In Washington, Pentagon spokesman Lawrence Di Rita said there is no readily apparent explanation for why the number of U.S. casualties was higher in October than in previous months. But he said the insurgents' roadside bombs -- which the military calls improvised explosive devices, or IEDs -- are getting more sophisticated.

"We see an adversary that continues to develop some sophistication on very deadly and increasingly precise stand-off type weapons -- IEDs, in particular. They're obviously quite capable of killing large numbers of noncombatants indiscriminately, and we're seeing a lot of that, too," Di Rita told reporters.

The insurgents continually search for new and more effective ways to use IEDs, he said, while U.S. forces look for new ways to counter the IED threat.

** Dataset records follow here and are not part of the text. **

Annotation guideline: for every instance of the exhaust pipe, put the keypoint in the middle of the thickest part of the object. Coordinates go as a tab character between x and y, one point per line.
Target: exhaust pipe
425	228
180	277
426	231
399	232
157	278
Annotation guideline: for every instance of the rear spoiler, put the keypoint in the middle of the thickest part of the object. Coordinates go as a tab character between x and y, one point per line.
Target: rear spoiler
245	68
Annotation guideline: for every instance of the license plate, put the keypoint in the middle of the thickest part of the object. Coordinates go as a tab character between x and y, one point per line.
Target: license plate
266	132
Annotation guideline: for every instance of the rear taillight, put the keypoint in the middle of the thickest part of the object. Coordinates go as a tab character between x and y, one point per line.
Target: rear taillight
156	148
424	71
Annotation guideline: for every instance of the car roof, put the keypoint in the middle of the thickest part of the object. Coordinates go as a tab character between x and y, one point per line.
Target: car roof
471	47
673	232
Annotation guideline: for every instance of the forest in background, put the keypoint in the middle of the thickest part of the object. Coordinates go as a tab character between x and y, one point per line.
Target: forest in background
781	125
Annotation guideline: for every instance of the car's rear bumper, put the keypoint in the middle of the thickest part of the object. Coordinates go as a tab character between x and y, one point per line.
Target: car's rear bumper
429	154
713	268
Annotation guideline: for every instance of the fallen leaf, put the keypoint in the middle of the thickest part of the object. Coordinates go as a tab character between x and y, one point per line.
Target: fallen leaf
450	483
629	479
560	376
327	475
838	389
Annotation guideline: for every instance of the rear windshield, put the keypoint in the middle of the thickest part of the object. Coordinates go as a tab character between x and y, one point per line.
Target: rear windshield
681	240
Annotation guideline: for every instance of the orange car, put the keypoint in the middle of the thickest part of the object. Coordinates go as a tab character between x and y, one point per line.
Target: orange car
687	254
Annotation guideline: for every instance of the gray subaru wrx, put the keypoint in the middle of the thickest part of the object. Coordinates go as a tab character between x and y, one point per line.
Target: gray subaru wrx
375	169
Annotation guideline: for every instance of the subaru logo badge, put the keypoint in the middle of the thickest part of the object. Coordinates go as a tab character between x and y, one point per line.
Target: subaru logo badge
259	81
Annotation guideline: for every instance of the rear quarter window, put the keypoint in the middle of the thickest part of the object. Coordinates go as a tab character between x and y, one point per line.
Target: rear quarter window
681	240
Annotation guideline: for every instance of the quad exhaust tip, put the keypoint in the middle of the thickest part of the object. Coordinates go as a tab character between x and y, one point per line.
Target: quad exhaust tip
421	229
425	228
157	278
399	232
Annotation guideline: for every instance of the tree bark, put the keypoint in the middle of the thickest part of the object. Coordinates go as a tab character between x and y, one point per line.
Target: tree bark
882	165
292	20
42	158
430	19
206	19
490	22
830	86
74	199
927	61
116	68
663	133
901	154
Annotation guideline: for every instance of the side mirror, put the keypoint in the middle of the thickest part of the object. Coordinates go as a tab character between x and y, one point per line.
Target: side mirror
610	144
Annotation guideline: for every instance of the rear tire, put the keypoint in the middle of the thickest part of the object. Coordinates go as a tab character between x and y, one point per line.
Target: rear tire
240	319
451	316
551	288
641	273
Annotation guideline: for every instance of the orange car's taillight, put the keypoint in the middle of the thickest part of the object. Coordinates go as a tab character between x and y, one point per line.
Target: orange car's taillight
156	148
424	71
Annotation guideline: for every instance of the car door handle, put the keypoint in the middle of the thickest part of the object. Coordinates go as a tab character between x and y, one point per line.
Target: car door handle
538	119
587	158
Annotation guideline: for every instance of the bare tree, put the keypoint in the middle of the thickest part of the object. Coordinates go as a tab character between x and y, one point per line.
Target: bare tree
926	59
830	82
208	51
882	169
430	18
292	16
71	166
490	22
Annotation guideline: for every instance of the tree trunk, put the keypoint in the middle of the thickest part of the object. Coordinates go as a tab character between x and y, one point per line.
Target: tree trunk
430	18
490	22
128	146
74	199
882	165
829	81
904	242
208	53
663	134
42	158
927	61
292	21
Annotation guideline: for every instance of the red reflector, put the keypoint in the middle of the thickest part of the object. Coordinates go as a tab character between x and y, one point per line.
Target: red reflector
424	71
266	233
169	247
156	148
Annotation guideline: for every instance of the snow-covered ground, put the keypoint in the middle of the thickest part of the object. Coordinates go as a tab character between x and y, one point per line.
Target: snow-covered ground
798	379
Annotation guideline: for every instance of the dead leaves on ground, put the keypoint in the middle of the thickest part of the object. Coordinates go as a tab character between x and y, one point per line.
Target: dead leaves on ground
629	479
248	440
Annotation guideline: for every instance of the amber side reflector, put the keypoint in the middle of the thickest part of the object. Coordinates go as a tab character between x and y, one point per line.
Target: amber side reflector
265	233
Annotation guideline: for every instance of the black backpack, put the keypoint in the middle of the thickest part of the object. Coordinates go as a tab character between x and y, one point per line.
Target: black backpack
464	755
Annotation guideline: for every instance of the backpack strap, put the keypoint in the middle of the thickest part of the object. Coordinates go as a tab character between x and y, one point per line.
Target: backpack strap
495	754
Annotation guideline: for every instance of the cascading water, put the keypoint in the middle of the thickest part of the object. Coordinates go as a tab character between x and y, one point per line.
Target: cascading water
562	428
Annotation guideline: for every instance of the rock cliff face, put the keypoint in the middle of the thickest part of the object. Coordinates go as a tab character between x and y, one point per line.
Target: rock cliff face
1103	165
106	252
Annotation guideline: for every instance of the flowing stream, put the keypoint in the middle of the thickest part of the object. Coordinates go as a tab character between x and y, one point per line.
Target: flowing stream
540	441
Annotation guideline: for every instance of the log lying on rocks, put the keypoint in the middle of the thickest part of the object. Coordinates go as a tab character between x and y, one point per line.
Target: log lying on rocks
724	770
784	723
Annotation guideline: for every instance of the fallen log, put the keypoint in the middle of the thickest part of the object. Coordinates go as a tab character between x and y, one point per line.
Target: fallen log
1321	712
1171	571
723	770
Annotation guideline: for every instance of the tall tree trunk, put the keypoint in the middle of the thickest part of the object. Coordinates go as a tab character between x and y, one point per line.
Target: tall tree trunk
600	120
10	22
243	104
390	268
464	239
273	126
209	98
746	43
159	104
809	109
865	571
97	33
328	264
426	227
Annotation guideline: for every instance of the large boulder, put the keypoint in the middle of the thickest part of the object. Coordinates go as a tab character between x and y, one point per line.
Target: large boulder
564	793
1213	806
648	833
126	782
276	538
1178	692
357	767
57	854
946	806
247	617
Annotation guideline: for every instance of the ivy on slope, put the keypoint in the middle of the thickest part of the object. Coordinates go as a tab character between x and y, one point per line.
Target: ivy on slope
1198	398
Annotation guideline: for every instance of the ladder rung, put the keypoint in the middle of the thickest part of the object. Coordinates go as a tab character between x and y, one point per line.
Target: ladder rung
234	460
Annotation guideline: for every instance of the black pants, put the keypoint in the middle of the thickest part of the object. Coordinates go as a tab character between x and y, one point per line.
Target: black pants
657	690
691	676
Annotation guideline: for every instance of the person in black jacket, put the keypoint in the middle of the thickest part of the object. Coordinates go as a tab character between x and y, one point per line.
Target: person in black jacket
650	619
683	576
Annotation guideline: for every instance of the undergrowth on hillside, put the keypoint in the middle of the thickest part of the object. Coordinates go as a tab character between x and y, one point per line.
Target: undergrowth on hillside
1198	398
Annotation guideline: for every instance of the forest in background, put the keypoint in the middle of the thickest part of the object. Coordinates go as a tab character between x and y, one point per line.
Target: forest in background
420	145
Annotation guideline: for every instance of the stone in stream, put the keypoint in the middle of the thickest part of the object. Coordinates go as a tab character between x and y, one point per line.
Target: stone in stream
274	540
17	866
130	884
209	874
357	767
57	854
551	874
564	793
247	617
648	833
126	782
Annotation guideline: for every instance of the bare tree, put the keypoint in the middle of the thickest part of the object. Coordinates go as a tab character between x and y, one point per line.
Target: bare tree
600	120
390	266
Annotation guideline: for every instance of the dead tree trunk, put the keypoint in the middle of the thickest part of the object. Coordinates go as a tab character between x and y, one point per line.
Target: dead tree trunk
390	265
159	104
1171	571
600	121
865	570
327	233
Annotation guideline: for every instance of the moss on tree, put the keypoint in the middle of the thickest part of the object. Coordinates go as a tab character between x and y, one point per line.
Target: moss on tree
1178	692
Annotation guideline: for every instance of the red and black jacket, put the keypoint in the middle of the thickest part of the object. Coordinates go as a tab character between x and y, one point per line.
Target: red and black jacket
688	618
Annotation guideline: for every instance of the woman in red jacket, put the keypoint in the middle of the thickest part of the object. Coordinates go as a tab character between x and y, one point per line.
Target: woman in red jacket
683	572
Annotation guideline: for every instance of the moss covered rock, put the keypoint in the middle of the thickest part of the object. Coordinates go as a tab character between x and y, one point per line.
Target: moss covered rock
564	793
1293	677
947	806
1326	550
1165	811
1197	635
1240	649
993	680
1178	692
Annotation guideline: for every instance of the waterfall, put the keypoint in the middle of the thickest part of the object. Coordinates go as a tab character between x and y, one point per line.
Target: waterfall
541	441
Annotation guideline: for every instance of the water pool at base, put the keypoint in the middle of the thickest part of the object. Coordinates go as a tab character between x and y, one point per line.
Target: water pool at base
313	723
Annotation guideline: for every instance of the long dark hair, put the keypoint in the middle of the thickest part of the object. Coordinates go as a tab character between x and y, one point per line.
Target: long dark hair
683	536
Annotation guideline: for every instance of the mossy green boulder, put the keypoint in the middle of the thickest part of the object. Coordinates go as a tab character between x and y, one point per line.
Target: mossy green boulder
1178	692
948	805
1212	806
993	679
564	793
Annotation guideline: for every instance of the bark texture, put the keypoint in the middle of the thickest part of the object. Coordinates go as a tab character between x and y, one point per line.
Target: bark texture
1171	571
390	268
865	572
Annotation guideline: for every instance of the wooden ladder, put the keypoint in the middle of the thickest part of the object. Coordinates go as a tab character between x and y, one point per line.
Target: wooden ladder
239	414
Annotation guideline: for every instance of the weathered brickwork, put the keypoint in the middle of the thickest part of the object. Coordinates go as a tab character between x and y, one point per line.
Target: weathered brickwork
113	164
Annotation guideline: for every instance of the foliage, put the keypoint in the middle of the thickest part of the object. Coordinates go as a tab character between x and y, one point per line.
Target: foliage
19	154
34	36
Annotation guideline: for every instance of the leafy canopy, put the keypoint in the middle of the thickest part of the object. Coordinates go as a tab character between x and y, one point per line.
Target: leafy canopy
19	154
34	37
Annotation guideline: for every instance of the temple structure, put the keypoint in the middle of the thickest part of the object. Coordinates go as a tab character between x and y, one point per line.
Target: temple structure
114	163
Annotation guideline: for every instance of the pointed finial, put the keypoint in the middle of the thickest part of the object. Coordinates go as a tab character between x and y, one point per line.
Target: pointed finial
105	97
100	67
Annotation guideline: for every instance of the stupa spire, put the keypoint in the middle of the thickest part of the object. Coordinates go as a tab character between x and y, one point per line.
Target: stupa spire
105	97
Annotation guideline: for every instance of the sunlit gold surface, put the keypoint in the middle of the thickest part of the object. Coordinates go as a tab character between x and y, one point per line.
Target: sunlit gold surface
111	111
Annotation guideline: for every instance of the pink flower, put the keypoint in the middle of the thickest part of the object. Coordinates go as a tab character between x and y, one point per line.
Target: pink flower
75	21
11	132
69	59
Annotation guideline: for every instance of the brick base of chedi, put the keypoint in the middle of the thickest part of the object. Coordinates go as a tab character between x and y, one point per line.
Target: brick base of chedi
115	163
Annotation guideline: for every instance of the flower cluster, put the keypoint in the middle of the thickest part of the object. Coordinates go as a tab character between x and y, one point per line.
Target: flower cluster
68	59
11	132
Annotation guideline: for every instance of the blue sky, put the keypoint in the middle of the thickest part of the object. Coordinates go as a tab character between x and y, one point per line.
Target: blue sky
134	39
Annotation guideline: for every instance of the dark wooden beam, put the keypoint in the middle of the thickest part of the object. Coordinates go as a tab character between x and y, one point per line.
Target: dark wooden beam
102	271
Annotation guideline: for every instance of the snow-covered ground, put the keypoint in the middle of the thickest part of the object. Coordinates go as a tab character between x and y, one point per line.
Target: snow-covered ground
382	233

"We're getting more intelligence that's allowing us to stop more of these things, find more of them. So we're learning from them [the insurgents] and the enemy is learning from us, and it's going to be that way for as long as there is an insurgency," Di Rita said.

The car bomb in the southern city of Basra exploded about 8:30 p.m. in a commercial district filled with shops and restaurants, killing at least 20 people and wounding about 40, police Lt. Col. Karim al-Zaidi. The restaurants had been packed in the evening with people breaking their fast during the Muslim holy month of Ramadan.